You open the hive every week or two during the active season. You look for: eggs (sign of a healthy queen), capped brood (developing bees), pollen, honey stores, and signs of disease like spotty brood or unusual smell. You take a few minutes to assess, then you close the hive and leave them alone.

You might add a super when the colony is full, or split a colony if it's preparing to swarm. You harvest honey when the frames are full and capped. You monitor for disease and treat if necessary.

That's it. Most of the time, good beekeeping is about not interfering.

The two approaches to beekeeping (and how they differ)

Industrial beekeeping treats colonies as production units. The goal is to maximize honey yield. Bees that don't produce are culled. Hives that don't survive winter are replaced. The beekeeper is managing for output.

Small-scale, sustainable beekeeping (which is Nettie's approach) treats colonies as individual living systems. The goal is a healthy colony that survives long-term and produces honey as a by-product of health. The beekeeper manages for colony longevity and health, not just for yield.

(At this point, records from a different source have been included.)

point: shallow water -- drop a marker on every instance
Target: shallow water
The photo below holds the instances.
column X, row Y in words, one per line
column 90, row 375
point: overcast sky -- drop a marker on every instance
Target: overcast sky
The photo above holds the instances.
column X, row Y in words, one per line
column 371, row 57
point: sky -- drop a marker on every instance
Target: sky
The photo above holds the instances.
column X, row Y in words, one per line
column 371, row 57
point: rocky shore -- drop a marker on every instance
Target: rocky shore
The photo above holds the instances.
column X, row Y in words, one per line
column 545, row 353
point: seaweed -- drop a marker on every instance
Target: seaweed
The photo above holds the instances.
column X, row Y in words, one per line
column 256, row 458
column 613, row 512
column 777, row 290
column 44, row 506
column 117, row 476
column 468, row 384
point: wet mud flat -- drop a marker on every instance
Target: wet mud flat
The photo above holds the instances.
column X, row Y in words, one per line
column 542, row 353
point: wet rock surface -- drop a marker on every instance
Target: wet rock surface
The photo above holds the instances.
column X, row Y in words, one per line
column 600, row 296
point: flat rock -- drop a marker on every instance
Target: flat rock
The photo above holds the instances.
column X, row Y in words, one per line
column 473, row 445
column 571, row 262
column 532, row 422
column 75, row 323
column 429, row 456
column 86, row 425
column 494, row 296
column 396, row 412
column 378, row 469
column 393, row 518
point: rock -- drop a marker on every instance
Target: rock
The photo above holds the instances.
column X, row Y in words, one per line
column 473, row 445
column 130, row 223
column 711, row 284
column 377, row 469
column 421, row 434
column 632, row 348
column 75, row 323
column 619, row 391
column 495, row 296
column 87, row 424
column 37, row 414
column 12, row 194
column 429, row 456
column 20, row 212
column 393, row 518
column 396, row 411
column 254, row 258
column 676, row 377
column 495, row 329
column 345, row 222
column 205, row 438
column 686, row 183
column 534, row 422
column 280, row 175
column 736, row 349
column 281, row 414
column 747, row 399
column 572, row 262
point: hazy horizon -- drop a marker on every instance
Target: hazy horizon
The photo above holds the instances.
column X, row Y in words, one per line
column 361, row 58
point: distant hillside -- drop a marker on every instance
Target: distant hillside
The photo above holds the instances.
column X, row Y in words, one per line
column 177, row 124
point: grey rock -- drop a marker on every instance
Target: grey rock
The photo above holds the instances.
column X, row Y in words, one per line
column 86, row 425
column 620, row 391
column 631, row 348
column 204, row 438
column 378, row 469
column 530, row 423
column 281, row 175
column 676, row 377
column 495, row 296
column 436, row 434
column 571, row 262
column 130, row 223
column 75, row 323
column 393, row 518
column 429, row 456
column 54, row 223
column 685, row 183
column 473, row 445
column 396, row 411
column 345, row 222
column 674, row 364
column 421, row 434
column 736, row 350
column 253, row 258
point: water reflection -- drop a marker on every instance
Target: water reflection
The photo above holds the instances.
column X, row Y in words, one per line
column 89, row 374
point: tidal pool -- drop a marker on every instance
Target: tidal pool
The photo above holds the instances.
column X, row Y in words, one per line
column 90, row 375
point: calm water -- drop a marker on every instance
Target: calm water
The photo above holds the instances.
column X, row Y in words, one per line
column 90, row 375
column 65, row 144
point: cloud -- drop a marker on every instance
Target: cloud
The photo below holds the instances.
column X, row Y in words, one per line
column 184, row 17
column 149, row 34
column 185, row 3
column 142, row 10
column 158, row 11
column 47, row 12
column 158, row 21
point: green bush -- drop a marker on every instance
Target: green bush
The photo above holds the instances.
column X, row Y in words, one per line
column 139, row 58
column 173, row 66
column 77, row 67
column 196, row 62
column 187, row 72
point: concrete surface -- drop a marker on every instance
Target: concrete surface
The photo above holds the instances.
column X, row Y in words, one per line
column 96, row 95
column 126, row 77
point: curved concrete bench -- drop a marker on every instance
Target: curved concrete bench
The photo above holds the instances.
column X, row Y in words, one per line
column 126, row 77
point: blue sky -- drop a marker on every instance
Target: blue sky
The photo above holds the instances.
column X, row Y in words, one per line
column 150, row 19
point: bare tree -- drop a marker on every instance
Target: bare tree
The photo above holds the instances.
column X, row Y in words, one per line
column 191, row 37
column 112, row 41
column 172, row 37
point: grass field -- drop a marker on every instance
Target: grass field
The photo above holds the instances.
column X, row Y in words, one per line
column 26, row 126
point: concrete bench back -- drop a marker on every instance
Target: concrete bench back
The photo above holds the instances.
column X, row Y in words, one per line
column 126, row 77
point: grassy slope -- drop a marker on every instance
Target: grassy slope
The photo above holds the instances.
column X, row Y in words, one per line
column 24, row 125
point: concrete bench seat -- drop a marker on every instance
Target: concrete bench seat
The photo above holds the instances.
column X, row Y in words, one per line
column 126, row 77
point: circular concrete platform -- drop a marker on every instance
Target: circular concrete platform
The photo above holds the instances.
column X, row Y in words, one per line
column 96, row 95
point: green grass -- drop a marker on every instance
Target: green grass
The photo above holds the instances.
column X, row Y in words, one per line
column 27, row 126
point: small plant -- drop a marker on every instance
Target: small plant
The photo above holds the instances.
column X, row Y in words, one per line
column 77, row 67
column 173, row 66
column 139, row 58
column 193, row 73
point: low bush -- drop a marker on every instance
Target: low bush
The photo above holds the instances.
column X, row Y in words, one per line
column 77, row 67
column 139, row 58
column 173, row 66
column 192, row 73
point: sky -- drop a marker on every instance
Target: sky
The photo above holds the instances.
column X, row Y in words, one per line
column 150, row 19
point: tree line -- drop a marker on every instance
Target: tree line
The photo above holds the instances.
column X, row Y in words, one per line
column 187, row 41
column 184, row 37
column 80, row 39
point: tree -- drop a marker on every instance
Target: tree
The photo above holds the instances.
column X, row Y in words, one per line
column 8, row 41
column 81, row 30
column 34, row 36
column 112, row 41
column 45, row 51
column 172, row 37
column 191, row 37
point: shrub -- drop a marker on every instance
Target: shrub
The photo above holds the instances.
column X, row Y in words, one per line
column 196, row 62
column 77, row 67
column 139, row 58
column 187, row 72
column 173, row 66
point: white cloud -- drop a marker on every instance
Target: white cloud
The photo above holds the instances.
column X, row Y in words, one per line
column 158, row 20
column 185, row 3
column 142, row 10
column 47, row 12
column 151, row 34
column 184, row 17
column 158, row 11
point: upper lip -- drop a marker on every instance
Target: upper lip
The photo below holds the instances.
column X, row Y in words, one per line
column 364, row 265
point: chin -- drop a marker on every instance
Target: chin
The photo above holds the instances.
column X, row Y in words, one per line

These approaches lead to different decisions. An industrial beekeeper might take 80 percent of the honey, leaving 20 percent for the bees and supplemental feeding. A small-scale beekeeper might take 30 percent, leaving 70 percent for the colony's natural health and survival.

Both approaches produce honey. But the honey tastes different. The bees live differently. The land is managed differently.

Frequently asked questions

How much time does beekeeping take?

In the active season (spring through fall), roughly 2 to 4 hours per hive per month for routine monitoring. More during honey harvest. Winter is mostly dormant. Full-time beekeepers manage dozens or hundreds of hives. Small-scale beekeepers keep one to five hives as a hobby.

Can you keep bees in the city?

Yes, in most places. Zoning laws vary, but many urban areas allow beekeeping. Bees are gentle and don't require large spaces. An urban roof or backyard is plenty.

When do bees make honey?

Mostly in summer. Spring and fall, they're building population or preparing for winter. Summer is when the plants are in full bloom and bees are foraging at peak capacity. That's when nectar becomes honey.

What do you do with the bees at the end of the season?

Nothing. The bees live in the hive year-round. They cluster together in winter and emerge in spring. You just leave them alone and make sure they have enough honey to eat.